Mennonite girl cooks with Mennonite Girls
WHEN a Mennonite girl -- ah, woman -- interviews members of the Mennonite Girls Can Cook blog, it's a sure thing there will be more than just talk of food.
So I tucked my apron in my bag along with my notebook and pens before I head out to Betty Reimer's home in the southern edge of Steinbach, prepared to attempt whatever recipe Reimer and fellow Mennonite Girl Charlotte Penner have chosen for the day.
"There's no need to be intimidated," Penner assures me as I join them in the kitchen. "We're just regular people and we don't have all the answers."
Both admit the fame of collaborating on a best-selling cookbook has elevated their status slightly among friends and strangers, and some longtime friends might be slightly reluctant to cook for them, says Reimer.
"It's almost like they don't want to invite you over for a meal," she says.
As the pair prepares two dishes from their hot-off-the-press Celebrations cookbook, they assign this Mennonite girl to shaking together oil, vinegar, maple syrup and seasonings for a salad dressing.
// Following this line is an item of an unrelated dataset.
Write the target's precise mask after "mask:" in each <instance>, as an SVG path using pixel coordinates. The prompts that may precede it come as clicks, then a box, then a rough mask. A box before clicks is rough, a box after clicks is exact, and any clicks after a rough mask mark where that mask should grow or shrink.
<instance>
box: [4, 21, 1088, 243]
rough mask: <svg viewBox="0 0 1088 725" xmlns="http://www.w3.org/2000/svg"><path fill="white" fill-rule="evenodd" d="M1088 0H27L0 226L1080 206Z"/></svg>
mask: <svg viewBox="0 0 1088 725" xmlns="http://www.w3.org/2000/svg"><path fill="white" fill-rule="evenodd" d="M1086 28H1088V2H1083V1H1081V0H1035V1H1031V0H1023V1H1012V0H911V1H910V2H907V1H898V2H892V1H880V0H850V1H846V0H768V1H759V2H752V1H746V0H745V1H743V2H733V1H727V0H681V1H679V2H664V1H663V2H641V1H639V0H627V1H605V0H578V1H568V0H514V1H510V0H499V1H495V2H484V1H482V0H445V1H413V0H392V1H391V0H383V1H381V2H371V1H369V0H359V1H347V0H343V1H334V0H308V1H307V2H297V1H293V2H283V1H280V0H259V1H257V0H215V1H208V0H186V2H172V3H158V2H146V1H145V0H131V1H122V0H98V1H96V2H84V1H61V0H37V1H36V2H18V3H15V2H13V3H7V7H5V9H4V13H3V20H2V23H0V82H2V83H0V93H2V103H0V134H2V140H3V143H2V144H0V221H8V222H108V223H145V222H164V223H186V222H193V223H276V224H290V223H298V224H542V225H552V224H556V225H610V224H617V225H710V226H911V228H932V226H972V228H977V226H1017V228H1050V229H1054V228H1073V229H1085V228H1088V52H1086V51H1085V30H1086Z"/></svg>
When we sit down at Reimer's dining table to eat a late lunch of puff pastry pinwheels and pear salad, she invokes the memory of her father as she pauses to speak a blessing on the meal.
"My dad always said if it was worth more than 25 cents, it was worth saying grace," Reimer quips.
"It's worth far more than 25 cents," adds Penner.
What is invaluable about this meal is the easy conversation that follows, ranging from cameras to pet projects and passions, interspersed with compliments to the cooks and talk of even more recipes.
Yes, these Mennonite women are really great cooks, but they're even more skilled at putting their guests at ease around the dinner table. That's a menu worth serving up again and again.